Methodology 2026-02-20

Where Decompose Fits

Decompose is not the whole product. It is the structural step that makes everything else possible.

People find Decompose and think they've found the product. They haven't. Decompose is one step in a much larger system. It's the open-source cognitive primitive, the structural step that happens before reasoning begins.

The full product is Signal. This post explains how they connect, what each piece does, and why we open-sourced the part we did.

The pipeline

Every document that enters Signal flows through five stages. Decompose is Stage 4.

Stage 1 Parse PDF, DOCX, DXF, images → raw text

↓

Stage 2 Classify Document type, domain, risk indicators

↓

Stage 3 Enrich Standards, PII, timelines, financials, contracts

↓

                        Stage 4, Open Source
                        Decompose
                        Semantic chunking, authority, risk, attention scoring
                    

↓

Stage 5 Index Vector embeddings → Qdrant → searchable archive

Stages 1–3 prepare the document. Stage 4 gives it structure. Stage 5 makes it searchable. Decompose is the hinge, it's where raw text becomes classified, scored semantic units that everything downstream can reason about.
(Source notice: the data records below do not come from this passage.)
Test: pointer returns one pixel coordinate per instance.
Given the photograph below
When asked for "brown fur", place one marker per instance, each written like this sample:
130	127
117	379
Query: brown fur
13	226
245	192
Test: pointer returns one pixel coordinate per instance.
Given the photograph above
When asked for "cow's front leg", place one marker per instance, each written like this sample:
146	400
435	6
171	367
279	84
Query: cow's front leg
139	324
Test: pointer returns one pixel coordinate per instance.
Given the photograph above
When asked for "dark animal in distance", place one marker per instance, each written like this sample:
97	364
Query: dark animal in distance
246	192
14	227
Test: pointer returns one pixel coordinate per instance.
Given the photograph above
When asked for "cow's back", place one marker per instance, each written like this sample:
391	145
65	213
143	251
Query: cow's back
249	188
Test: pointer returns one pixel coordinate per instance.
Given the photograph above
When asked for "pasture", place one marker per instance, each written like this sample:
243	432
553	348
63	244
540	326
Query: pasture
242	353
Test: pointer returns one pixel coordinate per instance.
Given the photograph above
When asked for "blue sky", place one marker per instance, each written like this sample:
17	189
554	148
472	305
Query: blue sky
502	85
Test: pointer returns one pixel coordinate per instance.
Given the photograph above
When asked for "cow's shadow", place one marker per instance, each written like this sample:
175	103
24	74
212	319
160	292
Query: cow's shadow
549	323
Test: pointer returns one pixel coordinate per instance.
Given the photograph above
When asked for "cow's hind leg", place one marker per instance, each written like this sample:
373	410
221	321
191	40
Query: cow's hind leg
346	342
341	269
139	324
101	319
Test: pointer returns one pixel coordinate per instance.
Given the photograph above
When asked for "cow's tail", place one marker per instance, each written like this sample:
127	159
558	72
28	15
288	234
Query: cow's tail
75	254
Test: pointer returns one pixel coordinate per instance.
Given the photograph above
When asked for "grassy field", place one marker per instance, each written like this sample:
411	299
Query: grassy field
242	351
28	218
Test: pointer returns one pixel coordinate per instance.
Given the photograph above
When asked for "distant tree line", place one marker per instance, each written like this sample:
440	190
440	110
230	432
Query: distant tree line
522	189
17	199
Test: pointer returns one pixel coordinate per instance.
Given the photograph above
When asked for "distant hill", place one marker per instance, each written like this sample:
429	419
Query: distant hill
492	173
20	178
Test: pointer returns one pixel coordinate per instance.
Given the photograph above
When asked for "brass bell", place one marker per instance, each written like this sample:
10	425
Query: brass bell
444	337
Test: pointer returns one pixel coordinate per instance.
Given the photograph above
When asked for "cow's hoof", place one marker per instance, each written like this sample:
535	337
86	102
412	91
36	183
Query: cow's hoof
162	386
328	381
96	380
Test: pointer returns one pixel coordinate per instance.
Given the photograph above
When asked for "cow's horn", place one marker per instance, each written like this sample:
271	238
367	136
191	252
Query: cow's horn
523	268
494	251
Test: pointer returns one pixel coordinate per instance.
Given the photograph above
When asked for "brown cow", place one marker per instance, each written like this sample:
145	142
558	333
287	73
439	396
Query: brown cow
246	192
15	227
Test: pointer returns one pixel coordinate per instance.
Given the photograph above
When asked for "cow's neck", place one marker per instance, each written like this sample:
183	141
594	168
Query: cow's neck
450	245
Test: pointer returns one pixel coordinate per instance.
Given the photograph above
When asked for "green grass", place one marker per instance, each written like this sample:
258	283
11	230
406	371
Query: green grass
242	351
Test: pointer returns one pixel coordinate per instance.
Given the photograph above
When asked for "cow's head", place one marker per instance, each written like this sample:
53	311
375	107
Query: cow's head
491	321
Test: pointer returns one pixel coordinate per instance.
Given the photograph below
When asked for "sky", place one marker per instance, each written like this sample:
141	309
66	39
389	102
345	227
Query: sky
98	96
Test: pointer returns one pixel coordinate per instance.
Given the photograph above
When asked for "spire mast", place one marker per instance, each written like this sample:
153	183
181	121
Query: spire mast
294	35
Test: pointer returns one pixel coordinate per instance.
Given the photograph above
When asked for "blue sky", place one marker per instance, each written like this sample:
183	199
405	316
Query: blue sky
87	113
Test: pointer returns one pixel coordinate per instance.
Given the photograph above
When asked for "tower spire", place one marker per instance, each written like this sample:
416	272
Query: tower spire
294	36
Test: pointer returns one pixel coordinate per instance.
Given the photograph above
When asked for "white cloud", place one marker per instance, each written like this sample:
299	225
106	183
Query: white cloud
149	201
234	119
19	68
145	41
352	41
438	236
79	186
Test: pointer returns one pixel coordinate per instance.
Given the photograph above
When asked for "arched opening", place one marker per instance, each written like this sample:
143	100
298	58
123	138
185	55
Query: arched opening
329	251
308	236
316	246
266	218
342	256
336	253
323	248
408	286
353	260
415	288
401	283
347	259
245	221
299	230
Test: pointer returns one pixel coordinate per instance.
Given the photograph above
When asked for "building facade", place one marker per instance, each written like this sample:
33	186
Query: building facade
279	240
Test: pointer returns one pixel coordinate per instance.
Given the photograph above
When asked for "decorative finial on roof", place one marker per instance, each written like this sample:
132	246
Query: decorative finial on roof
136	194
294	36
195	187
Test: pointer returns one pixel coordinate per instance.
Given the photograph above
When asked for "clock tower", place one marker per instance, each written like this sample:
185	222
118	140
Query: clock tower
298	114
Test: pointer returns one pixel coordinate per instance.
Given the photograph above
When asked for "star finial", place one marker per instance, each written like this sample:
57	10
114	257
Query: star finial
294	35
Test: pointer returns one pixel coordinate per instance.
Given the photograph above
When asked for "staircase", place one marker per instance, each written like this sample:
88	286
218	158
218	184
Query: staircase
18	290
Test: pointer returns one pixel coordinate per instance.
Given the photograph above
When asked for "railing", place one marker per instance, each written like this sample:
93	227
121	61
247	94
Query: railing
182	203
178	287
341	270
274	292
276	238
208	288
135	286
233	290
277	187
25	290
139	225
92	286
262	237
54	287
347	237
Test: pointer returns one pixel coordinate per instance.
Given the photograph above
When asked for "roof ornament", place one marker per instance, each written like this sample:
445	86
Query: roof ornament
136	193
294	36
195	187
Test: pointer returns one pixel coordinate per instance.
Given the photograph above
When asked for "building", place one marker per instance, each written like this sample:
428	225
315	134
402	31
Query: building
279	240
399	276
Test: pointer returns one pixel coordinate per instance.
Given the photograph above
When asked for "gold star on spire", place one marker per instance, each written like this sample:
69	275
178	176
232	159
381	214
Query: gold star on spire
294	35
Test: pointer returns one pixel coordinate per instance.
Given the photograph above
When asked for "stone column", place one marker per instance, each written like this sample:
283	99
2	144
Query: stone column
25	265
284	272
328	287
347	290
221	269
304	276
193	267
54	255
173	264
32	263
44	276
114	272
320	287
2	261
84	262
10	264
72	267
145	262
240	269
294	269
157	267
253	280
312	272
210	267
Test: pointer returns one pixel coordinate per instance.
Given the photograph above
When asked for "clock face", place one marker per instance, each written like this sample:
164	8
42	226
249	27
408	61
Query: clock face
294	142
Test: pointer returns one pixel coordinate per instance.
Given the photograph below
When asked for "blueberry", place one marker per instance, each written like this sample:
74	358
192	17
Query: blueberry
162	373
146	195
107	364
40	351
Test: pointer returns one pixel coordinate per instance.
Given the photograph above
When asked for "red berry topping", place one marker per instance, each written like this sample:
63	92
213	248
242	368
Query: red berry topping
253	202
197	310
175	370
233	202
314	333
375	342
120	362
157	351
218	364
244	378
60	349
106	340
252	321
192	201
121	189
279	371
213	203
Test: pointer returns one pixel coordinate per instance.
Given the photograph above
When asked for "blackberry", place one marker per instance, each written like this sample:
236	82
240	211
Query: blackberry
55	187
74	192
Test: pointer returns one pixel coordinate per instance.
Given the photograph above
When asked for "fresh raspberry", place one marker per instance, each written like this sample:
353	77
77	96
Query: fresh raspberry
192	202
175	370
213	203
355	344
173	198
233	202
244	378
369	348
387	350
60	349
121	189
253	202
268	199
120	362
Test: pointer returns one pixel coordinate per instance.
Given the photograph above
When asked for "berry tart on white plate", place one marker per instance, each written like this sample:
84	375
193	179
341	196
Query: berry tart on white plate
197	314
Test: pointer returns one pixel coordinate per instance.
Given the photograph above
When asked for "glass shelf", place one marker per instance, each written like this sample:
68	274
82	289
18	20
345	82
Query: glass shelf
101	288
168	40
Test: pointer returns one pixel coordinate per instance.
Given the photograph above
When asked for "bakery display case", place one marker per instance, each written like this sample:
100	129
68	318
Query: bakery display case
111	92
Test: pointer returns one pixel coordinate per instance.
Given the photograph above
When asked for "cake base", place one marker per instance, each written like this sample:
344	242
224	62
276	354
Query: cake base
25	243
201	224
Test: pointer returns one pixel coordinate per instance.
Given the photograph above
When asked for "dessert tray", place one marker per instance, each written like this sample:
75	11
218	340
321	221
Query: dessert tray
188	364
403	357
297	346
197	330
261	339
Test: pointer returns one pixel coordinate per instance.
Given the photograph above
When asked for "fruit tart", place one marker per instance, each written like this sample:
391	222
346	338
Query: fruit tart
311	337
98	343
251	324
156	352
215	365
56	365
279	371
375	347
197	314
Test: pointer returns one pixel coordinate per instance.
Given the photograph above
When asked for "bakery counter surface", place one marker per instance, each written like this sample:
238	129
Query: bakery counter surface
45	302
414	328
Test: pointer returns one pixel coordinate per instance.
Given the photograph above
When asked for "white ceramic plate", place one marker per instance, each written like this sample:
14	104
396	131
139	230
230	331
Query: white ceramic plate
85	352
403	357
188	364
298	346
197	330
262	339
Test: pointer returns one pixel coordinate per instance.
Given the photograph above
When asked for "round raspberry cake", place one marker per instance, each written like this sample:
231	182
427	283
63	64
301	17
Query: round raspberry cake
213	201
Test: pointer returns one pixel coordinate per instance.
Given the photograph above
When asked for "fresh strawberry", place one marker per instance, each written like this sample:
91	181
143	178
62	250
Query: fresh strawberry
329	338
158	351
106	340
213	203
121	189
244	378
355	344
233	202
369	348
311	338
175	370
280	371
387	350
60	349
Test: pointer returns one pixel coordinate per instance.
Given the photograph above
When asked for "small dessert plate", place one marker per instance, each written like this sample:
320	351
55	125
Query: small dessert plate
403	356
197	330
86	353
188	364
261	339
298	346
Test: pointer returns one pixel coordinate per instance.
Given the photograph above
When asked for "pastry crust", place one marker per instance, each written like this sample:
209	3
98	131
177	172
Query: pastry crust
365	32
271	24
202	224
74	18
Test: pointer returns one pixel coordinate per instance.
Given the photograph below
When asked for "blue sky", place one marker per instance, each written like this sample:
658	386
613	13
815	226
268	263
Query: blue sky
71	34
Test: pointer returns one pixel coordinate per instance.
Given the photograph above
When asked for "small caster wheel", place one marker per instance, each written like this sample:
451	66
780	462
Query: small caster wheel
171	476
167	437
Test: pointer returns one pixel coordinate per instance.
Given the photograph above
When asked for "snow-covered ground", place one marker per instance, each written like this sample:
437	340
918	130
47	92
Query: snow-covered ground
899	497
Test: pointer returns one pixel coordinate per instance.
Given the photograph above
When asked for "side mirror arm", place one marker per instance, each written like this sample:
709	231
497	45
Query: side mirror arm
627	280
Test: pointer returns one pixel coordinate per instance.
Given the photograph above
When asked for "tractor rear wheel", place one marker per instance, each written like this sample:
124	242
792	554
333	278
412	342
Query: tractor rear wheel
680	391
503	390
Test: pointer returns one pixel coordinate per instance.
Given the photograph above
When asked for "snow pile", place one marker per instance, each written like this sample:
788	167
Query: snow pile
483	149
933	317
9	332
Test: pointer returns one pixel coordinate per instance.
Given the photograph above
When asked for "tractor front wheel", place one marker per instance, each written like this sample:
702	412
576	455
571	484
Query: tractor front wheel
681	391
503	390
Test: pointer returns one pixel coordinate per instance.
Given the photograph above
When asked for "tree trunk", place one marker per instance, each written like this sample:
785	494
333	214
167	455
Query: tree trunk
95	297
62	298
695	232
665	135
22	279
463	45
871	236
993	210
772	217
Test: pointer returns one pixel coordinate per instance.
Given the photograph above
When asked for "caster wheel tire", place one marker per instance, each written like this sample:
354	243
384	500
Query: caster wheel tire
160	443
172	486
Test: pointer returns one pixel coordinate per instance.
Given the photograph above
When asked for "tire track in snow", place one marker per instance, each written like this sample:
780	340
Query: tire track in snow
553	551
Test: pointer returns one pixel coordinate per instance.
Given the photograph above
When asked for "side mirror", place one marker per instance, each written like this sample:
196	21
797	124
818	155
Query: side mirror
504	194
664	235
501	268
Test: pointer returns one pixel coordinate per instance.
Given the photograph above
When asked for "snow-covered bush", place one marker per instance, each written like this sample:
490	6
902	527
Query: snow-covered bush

What Decompose does (and doesn't do)

Decompose is a standalone library. You can pip install decompose-mcp right now and use it without Signal, without Echology, without anything else. It does exactly one thing:

Text in, classified semantic units out. Authority, risk, attention, entities. No LLM. Deterministic.

That's it. It doesn't parse PDFs. It doesn't run OCR. It doesn't search a vector database. It doesn't talk to an LLM. It takes text and returns structure.

Decompose does

Split text into semantic units
Classify authority (mandatory, directive, permissive)
Score risk (safety, financial, compliance)
Calculate attention (0–10 priority)
Extract entities (standards, dates, dollars)
Flag irreducible content
Run in ~14ms, deterministically

Signal adds

Parse 15+ file formats (PDF, DOCX, DXF, images)
AI-powered document classification via local LLM
Standards cross-referencing by jurisdiction
PII detection and redaction
Timeline and financial analysis plugins
Vector search across your entire archive
Verification, audit trails, and certificates
CAD/BIM script generation
Workflow orchestration (Temporal)
Full API server (FastAPI)

Decompose is the cognitive primitive. Signal is the intelligence platform built on top of it.

The three engines

Signal has three engines. Each one handles a different phase of document intelligence. Decompose lives inside the first one.

Your documents

PDFs, specs, contracts, submittals, RFIs, drawings, anything your firm produces or receives

↓

Vanta

Read & classify

Aletheia

Verify & audit

Daedalus

Retrieve & act

↓

Open source, inside Vanta

Decompose

The structural step. Every document that Vanta reads gets decomposed into classified semantic units before anything else happens. This is the part we open-sourced.

↓

Structured intelligence

Searchable archive, verified outputs, audit trails, generated scripts, the actual deliverable

Vanta is the ingestion engine. It reads documents, classifies them, runs enrichment plugins, and calls Decompose to break them into semantic units. Parse → Classify → Enrich → Decompose → Index. That's the Vanta pipeline.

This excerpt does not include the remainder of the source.